While the proposed QOSM can be seamlessly integrated with various classifiers, we chose not to include deep learning-based classification methods in our analysis due to their usual requirement for large data sets for effective training, which was not met by the data set used in this study. We acknowledge that if we were to acquire a larger data set characterized by high imbalance and overlap, we would be eager to investigate the performance of deep learning-based methods in conjunction with QOSM.
Conclusions
In this study, we introduced QOSM, a novel oversampling method based on quantum potential theory, to address the challenges posed by highly imbalanced and overlapped data sets in classification tasks. By leveraging the constructive covering algorithm and quantum potential theory, QOSM selects cover centers based on their potential energy, resulting in improved representation of the original sample distribution, particularly in the overlapped region. In addition, QOSM calculates the centroid of minority covers with their KNNs, allowing for the generation of synthetic samples through linear interpolation. Compared to SMOTE and its variants, QOSM considers both the individual sample relationships and the relationships between covers, which mitigates the impact of noisy data and reduces the generation of mislabeled synthetic samples in highly imbalanced data sets.

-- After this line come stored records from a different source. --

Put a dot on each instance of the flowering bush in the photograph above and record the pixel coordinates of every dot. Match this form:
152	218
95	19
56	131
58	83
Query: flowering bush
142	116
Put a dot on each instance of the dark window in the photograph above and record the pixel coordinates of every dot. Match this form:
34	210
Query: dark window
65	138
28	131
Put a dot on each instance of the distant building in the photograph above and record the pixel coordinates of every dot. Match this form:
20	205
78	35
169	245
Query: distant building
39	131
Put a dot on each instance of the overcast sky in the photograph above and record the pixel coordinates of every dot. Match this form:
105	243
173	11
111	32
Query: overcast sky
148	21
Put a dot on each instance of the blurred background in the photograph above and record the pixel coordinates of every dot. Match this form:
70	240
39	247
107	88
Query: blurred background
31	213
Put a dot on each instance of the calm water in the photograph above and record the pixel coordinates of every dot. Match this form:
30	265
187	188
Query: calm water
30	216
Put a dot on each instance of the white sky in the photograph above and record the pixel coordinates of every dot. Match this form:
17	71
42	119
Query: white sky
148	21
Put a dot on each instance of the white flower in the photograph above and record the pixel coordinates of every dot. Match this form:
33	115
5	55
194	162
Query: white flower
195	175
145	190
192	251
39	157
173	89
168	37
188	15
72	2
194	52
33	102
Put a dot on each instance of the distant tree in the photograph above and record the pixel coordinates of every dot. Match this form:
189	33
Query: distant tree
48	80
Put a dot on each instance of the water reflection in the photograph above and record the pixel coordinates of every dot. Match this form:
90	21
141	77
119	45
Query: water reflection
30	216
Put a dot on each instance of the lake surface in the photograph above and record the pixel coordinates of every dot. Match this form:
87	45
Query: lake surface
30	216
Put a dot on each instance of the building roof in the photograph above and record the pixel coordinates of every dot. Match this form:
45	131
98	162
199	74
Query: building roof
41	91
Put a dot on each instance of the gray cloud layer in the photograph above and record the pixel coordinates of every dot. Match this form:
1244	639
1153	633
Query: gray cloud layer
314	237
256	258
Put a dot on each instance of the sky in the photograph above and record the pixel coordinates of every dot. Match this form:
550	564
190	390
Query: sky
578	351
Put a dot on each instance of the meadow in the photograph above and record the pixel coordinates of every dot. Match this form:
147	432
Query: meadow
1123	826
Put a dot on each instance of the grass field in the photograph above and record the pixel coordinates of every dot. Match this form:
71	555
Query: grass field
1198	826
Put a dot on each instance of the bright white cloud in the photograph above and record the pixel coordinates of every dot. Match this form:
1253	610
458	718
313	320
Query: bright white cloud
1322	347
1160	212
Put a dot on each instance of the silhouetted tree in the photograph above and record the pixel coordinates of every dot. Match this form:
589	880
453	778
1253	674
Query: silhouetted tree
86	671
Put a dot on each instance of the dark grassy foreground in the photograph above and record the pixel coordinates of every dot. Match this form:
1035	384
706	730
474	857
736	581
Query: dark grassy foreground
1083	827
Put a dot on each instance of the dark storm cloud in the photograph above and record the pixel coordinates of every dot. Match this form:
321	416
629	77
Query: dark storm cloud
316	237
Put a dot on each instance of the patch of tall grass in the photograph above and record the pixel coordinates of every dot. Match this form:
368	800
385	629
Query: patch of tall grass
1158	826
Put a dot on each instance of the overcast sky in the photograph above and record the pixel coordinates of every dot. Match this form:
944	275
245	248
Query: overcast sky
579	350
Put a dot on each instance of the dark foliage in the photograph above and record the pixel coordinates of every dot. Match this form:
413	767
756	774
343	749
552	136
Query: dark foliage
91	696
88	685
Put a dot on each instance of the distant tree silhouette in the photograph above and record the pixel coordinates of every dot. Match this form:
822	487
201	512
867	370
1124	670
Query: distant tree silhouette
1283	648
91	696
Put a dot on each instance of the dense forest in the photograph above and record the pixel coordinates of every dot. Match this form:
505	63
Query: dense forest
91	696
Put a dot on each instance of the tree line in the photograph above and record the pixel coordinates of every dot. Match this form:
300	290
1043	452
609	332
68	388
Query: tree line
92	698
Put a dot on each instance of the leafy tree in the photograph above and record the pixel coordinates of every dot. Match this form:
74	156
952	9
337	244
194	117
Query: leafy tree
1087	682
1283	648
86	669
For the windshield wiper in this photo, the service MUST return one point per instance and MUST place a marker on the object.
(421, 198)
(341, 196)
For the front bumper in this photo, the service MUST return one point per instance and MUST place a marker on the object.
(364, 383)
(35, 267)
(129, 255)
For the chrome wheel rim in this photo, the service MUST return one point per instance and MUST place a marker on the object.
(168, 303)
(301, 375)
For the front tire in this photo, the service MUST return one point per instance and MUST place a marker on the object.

Our experiments involved three traditional classifiers (SVM, KNN, and NB) and 10 public data sets characterized by high IRs and significant overlap. The results demonstrate that QOSM significantly enhances classification accuracy when compared to approaches that do not address the imbalance and overlap in the data. Furthermore, QOSM consistently outperforms three existing oversampling methods when evaluated with the same classifiers and data sets. Due to its classifier independence, QOSM can be effectively combined with various classifiers, offering promising potential for improving classification accuracy on highly imbalanced and overlapped data.
In conclusion, QOSM introduces a novel approach to tackle the challenges of imbalance and overlap in classification tasks. Through comprehensive evaluations and comparisons, we have shown its effectiveness in improving classification accuracy and its superiority over existing oversampling methods. With its versatility and potential for integration with different classifiers, QOSM provides a valuable tool for addressing imbalanced and overlapped data in real-world scenarios.
Footnotes
Authors’ Contributions
BY and CZ conceived the project. GT and BY completed most experiments. BY, GT, and CZ collaborated on drafting the manuscript. JL and PG provided insightful inputs and revised the manuscript. All authors have reviewed and approved the final version of the manuscript.
Declaration Of Conflicting Interests
The author(s) declared no potential conflicts of interest with respect to the research, authorship, and/or publication of this article.
Funding
The author(s) disclosed receipt of the following financial support for the research, authorship, and/or publication of this article: This work was supported or partially supported by the Key Research Projects of Universities in Henan Province of China under grant number 17A520015, the Key Scientific and Technological Research Projects in Henan Province of China (grant numbers: 192102310216 and 232102210006), the Major Research Programs of Science and Technology in Henan Province of China (grant number: 221100210600), the Major Science and Technology Project in Henan Province of China (grant number: 201400210400), and the Medical Science and Technology Joint Construction Project in Henan Province of China (LHGJ20220215).